Pipeline from Input, or Pipeline to Output?

Let say you are going to implement an HTTP service, we can post it a list of actions, it will perform those actions and return a list of results.

The first version is simple, read the actions, process them, then write the results.

List<Action> actions =
  readAll(request);

List<Result> results =
  invokeAll(actions);

results.forEach(this::write);

Everything seems to work fine but after a while clients are starting to get timeouts.

It turns out that some actions take longer time to complete, say about 1 second, so if you send 10 of these actions to the service, it will take 10 seconds for the client to see the response after sending the request, because the service processes everything before sending the response. Imagine a client sends hundreds or thousands of actions in a request, it will take a very long time to see the first byte of the response. And because the client has set its read timeout to be less than that, it timed out.

Apart from increasing the client timeout, you decided to improve the service, turning it into a pipeline (Stream is lazy sequence):

Stream<Action> actions =
  read(request);

Stream<Result> results =
  actions.map(this::invoke);

results.forEach(this::write);

It will now read, invoke, output each of the actions one at a time as a pipeline. Clients will see the results incrementally as they complete, no need to wait for everything to be processed first. And this keeps data flowing continuously, avoiding idle timeouts.

But then you remembered this is no good as it could cause TCP Deadlocks.

Now what other options are there? If a full pipeline is no good, maybe a partial pipeline would be okay?

For the next option, the service can pipeline from the input, but collect all the results into a list in memory, once complete, write them out.

Stream<Action> actions =
  read(request);

List<Result> results =
  actions
    .map(this::invoke)
    .collect(toList());

results.forEach(this::write);

This means while the client sends the list of actions, the service reads and processes the actions one at a time, when the service can't read fast enough because it encounters slow actions, TCP applies back pressure to the client, slowing down the rate which it sends data to the service. The client should see the response soon after it finishes sending a large request, as processing was done at the same time while the data was being sent to the service. And since it drains the input before output, it does not deadlock.

While this is a perfectly fine solution in many cases, in this specific case there is still a problem. Because TCP has buffers, when the client finishes sending and switches to waiting for the response, there maybe enough slow actions left in the buffers (especially with compression turned on) yet to be received and read by the service, enough to cause a read timeout.
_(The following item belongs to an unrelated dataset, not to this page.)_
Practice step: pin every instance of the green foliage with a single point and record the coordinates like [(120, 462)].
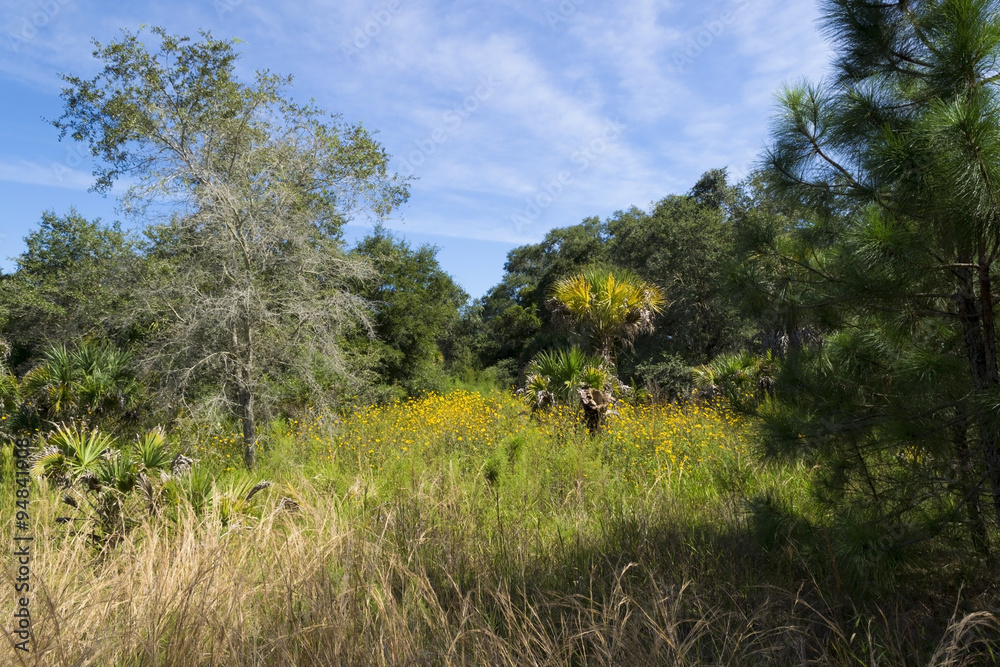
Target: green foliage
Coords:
[(91, 384), (608, 307), (416, 307), (69, 282), (99, 477), (556, 375), (243, 194)]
How about another option, if instead all the actions are read into a list, then pipeline from processing to output?

List<Action> actions =
  readAll(request);

Stream<Result> results =
  actions
    .stream()
    .map(this::invoke);

results.forEach(this::write);

With this, the service would finish loading all actions into memory soon after the client finishes sending them, as request parsing is typically fast. Then the service starts processing and writing the results back one at a time, the client will see each result incrementally in the response stream. This way we avoids the request buffering issues with the previous approach.

Does this solve the problem then? Well, it depends. This approach, like the deadlock prone implementation, requires the client to read the response output for the actual processing to happen (except for the first few, if their outputs fit into the TCP buffers). This may or may not be acceptable depending on the requirements. And what should the HTTP response code be? If it relies on knowing the outcome of the actions, then this approach is a no go, since the response code is the first thing to be sent, it would be fine though if the response code is generic, and each result has their own result codes instead, again, depends on the requirements.

So it looks like there is not a satisfactory solution so far. There are other options though, but they will probably have their own set of trade offs. Sometimes there is just no perfect solution, but one can have options, and can pick one that has the best fit.